Thus, the traditional thought that speaking and free writing alone are subjective enough to 
challenge their use in “objective tests” may be wrong. 

Since the impact of the current exam is so important in the decision of the candidates’ 
admission to certain university degrees (such as Medicine and others), teachers fear that 
introducing these tasks in a new BFE may have a negative effect on their students’ scores 
(Garcia Laborda & Fernandez Alvarez, 2012). Additionally, speaking has been the most 
neglected skill in foreign language learning in Spain (Talavan, 2010). Thus, although teachers 
would probably support the implementation of speaking tasks, they also fear them (Diez- 
Bedmar, 2011; Fernandez Alvarez & Garcia Laborda, 2012; Martin-Monje, 2012). As a 
consequence, it is necessary to present the new construct adequately to the different 
stakeholders in order to avoid the natural reluctance to adopt a new test.

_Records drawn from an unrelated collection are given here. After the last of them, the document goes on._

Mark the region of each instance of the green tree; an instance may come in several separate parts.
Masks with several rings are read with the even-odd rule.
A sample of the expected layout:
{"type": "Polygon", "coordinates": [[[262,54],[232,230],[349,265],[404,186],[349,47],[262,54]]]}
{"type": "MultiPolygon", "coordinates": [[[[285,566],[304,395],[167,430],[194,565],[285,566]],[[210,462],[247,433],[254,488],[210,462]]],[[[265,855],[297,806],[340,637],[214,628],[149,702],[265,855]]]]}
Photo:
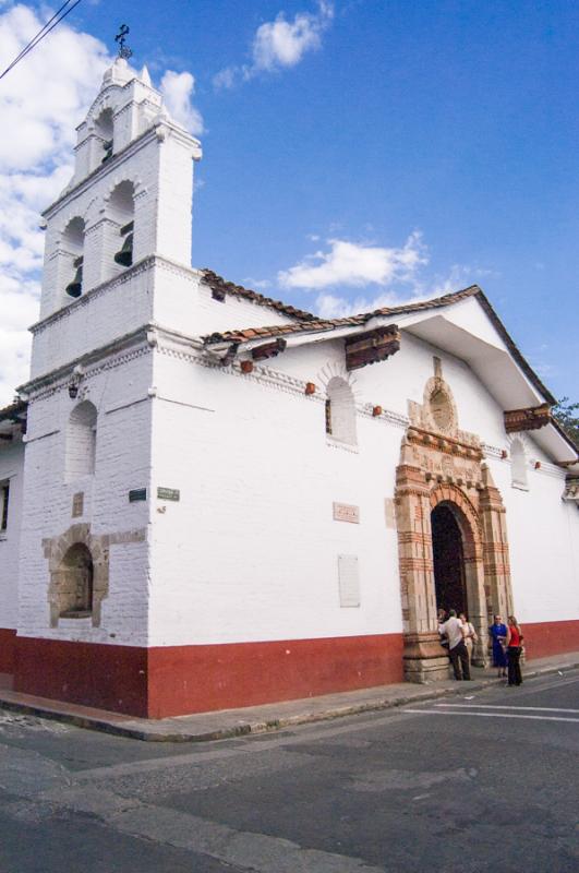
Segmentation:
{"type": "Polygon", "coordinates": [[[570,403],[568,397],[562,397],[553,407],[553,415],[567,436],[579,445],[579,403],[570,403]]]}

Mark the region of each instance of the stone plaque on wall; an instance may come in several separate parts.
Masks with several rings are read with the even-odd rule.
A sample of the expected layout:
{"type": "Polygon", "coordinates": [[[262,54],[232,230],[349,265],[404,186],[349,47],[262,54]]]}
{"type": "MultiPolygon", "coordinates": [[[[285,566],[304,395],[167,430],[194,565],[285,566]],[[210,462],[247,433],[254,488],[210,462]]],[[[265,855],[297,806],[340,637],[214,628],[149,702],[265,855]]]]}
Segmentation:
{"type": "Polygon", "coordinates": [[[340,607],[360,606],[360,576],[357,554],[338,554],[340,607]]]}
{"type": "Polygon", "coordinates": [[[334,503],[334,521],[350,522],[353,525],[360,524],[360,507],[352,506],[350,503],[334,503]]]}

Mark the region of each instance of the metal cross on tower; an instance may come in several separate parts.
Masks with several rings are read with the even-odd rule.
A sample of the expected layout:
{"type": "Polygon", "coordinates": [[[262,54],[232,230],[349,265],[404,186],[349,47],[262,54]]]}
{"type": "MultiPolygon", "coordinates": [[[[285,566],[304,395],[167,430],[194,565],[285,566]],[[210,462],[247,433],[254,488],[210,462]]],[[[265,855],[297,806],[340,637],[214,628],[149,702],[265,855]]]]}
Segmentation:
{"type": "Polygon", "coordinates": [[[119,33],[114,37],[114,41],[119,44],[119,58],[124,58],[125,61],[133,57],[133,52],[129,46],[124,45],[124,38],[129,31],[130,28],[126,26],[126,24],[121,24],[119,27],[119,33]]]}

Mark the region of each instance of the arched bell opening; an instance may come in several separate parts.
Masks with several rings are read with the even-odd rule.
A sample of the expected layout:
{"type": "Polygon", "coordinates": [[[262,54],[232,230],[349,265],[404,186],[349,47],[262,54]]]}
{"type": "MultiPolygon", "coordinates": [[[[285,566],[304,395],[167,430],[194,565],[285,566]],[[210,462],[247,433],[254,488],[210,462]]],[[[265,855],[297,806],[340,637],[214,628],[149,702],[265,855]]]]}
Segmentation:
{"type": "Polygon", "coordinates": [[[133,182],[125,180],[117,186],[109,198],[107,217],[110,218],[113,228],[111,239],[113,255],[110,264],[112,276],[133,264],[134,195],[133,182]]]}
{"type": "Polygon", "coordinates": [[[83,218],[73,218],[61,238],[62,286],[70,302],[83,292],[85,223],[83,218]]]}
{"type": "Polygon", "coordinates": [[[98,137],[100,148],[100,164],[112,157],[114,148],[114,122],[112,109],[104,109],[95,121],[95,133],[98,137]]]}

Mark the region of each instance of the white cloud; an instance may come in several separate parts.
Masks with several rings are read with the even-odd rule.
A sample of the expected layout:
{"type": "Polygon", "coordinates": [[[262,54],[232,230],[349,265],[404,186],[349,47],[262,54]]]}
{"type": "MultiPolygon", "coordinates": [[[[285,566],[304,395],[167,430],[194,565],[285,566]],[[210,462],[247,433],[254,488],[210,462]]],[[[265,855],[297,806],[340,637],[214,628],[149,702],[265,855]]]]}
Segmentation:
{"type": "Polygon", "coordinates": [[[493,270],[467,264],[453,264],[444,276],[424,275],[429,256],[419,232],[412,234],[401,249],[355,243],[347,243],[348,248],[343,249],[336,246],[336,240],[329,242],[329,252],[317,252],[302,264],[278,274],[286,287],[321,291],[316,297],[315,311],[325,319],[340,319],[384,307],[430,300],[466,288],[484,276],[497,275],[493,270]],[[377,285],[379,290],[375,295],[357,296],[324,290],[326,287],[362,285],[377,285]]]}
{"type": "Polygon", "coordinates": [[[160,91],[171,118],[191,133],[203,133],[203,118],[191,103],[195,93],[195,79],[191,73],[167,70],[161,79],[160,91]]]}
{"type": "Polygon", "coordinates": [[[274,21],[257,27],[251,48],[252,62],[220,70],[214,76],[214,86],[230,88],[240,80],[248,81],[257,73],[295,67],[304,55],[321,47],[322,34],[333,17],[334,7],[326,0],[319,0],[317,12],[298,12],[292,21],[279,12],[274,21]]]}
{"type": "MultiPolygon", "coordinates": [[[[0,0],[0,69],[36,35],[43,19],[22,3],[0,0]]],[[[106,47],[63,22],[2,80],[0,88],[0,406],[28,378],[29,335],[37,319],[44,235],[39,213],[72,176],[75,124],[111,63],[106,47]]],[[[161,86],[169,112],[198,130],[190,73],[167,71],[161,86]]]]}
{"type": "Polygon", "coordinates": [[[427,262],[419,232],[411,234],[401,248],[386,248],[327,240],[329,249],[307,255],[289,270],[278,273],[286,288],[319,290],[337,286],[389,286],[395,282],[412,282],[419,268],[427,262]]]}

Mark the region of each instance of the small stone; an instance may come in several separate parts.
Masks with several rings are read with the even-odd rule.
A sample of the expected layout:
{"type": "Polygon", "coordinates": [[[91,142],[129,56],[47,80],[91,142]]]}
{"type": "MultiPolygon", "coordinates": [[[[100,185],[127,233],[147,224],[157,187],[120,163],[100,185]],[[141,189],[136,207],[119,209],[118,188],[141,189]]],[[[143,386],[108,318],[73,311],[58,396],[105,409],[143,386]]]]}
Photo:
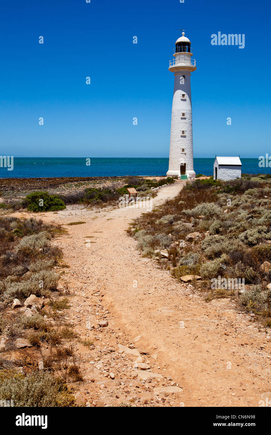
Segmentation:
{"type": "Polygon", "coordinates": [[[14,342],[15,347],[17,349],[22,349],[23,348],[32,348],[32,345],[30,341],[25,338],[17,338],[14,342]]]}
{"type": "Polygon", "coordinates": [[[43,303],[41,298],[37,298],[34,294],[30,294],[24,301],[23,305],[25,307],[31,307],[33,305],[35,305],[37,308],[41,308],[43,303]]]}
{"type": "Polygon", "coordinates": [[[137,362],[136,365],[138,368],[141,368],[142,370],[147,370],[148,368],[151,368],[149,365],[144,362],[137,362]]]}
{"type": "Polygon", "coordinates": [[[201,279],[201,277],[198,275],[185,275],[184,276],[181,276],[181,279],[184,282],[191,282],[194,279],[197,281],[201,279]]]}
{"type": "Polygon", "coordinates": [[[195,231],[194,233],[190,233],[190,234],[187,234],[185,239],[188,241],[191,242],[193,240],[197,240],[199,238],[201,237],[201,233],[198,232],[197,231],[195,231]]]}
{"type": "Polygon", "coordinates": [[[98,325],[101,328],[104,328],[105,326],[107,326],[108,325],[108,320],[100,320],[98,322],[98,325]]]}

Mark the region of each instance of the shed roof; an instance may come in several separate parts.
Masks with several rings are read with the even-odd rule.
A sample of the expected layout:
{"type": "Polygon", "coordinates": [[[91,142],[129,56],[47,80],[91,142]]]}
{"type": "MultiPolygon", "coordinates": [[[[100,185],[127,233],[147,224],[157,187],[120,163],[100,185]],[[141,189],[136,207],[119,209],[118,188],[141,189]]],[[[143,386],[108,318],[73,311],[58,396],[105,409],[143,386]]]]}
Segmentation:
{"type": "Polygon", "coordinates": [[[233,166],[241,166],[241,161],[239,157],[216,157],[218,164],[233,165],[233,166]]]}

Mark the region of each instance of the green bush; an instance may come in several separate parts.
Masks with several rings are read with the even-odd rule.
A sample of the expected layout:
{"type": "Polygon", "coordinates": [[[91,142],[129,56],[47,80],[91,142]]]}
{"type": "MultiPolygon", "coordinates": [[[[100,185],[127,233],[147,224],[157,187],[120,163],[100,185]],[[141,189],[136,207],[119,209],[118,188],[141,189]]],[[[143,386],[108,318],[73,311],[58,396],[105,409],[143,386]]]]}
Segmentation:
{"type": "Polygon", "coordinates": [[[57,195],[49,195],[48,192],[33,192],[25,197],[27,210],[29,211],[55,211],[63,210],[66,205],[57,195]],[[40,200],[43,206],[40,205],[40,200]]]}
{"type": "Polygon", "coordinates": [[[74,403],[74,397],[51,373],[37,372],[1,381],[1,399],[13,400],[15,407],[70,406],[74,403]]]}
{"type": "Polygon", "coordinates": [[[35,256],[39,249],[42,250],[49,244],[51,235],[47,231],[42,231],[38,234],[25,236],[16,247],[17,254],[25,256],[35,256]]]}
{"type": "Polygon", "coordinates": [[[209,219],[223,215],[223,210],[213,202],[203,202],[191,210],[183,210],[183,213],[188,216],[204,216],[209,219]]]}

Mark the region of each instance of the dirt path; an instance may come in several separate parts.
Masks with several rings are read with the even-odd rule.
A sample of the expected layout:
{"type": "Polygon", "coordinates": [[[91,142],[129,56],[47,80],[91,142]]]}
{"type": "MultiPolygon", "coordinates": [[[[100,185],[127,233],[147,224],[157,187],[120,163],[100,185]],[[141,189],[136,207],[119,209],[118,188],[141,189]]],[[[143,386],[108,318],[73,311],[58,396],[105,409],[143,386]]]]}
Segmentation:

Accordingly, the final 
goal of this paper is to introduce and contextualize the tasks in the test construct for an 
adequate implementation and delivery of the BFE. 

In this sense, this paper differs from others which tackle this issue from an experimental 
perspective. This piece of research takes a more descriptive approach (similar to Taylor & 
Gernanpayeh, 2012), since its main goal is to suggest significant changes for the future BFE. 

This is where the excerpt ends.